Why code should be published
Nick Barnes has written an interesting article on why scientific code should be published, with particular reference to John Graham-Cumming's work on the Russell review code.
This report included a good algorithmic description, and has been accompanied by source code. We greatly welcome both of these departures from the norm, as setting a good example and following the report’s own recommendation. These facts also allow us to illustrate particular reasons why code release is important, and why science software skills should be improved.
The four separate bugs – in the description, in the code, in the configuration, and in the expectation of the reader – are, in this case, trivial and unimportant – they do not affect the broad results of the report in any way. However, each is characteristic of problems with science software which can be more serious, and which are impossible to discover unless code is released.
Reader Comments (16)
There seems to be a growing consensus that code etc should be published. I am glad that the issue is now becoming settled
Why do some scientists continue to deny the obvious? Are they just trying to hide the decline in their beliefs?
According to author Steve McConnell in Code Complete: A Practical Handbook of Software Construction the average number of errors/defects per KLOC (1000 lines of code) is 15-50. And that is delivered or released code. Funny thing is, in the InfoSec industry, one error could be detrimental. In the Climate science industry, one error is no big deal.
This is one damn good reason all publicly funded science related code should be released.
I feel really sad. All the billions of dollars wasted on fake climate research and the global warming scam could have been better used to put the human race into space already. Whys does NASA study climate change? I thought NASA's goal was to put humans in space? Eventually we have to move out and colonise other planets, so why delay?
Buzz Lightyear
Maybe we should assemble all climate scientists, and send them into space, permanently
Now Buzz, the believers are going to accuse you of making wicked serious threats against them.
@ Buzz
Good practical thinking.
If the sun enters a long Grand Minimum and temperatures plummet, climate scientists should be sent there to take direct measurements.
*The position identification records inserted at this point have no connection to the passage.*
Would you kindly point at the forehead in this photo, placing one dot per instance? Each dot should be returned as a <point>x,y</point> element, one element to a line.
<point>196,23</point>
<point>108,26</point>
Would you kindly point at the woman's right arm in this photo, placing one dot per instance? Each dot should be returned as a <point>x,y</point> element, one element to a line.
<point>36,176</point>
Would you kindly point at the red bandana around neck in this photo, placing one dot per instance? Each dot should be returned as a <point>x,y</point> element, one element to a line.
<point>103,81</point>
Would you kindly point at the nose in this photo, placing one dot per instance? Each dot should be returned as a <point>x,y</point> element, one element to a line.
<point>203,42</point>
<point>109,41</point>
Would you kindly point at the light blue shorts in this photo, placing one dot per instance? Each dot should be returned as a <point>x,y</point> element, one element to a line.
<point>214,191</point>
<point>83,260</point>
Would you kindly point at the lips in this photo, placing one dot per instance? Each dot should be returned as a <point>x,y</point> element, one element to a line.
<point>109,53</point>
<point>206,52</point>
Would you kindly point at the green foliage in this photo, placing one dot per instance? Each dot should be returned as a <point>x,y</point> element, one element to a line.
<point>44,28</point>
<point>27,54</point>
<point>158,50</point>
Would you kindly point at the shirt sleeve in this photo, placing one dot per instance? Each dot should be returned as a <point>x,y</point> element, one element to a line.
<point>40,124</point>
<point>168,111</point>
Oh, I forgot - they don't do empirical science ... and even if they did, their computer models would tell them to go at night!
There are, or at least have been, a number of professional software engineers who have posted to this blog, particularly with regard to Climategate. They did discuss the engineering procedures that they must follow everyday in their work: Design reviews, design documentation, implementation plans, coding standards, coding, code review, code review, code review, testing, integration, testing, regression testing, and on and on. And as for peer review, just make one little mistake and see what happens at the code review. It can be brutal and so everyone triple checks their work before hand.
The typical "scientific programmer", and believe me I have seen a lot of their work at university, has a book in one hand something like "Fortran for Dummies" and a five line outline of his algorithm, which will change continually.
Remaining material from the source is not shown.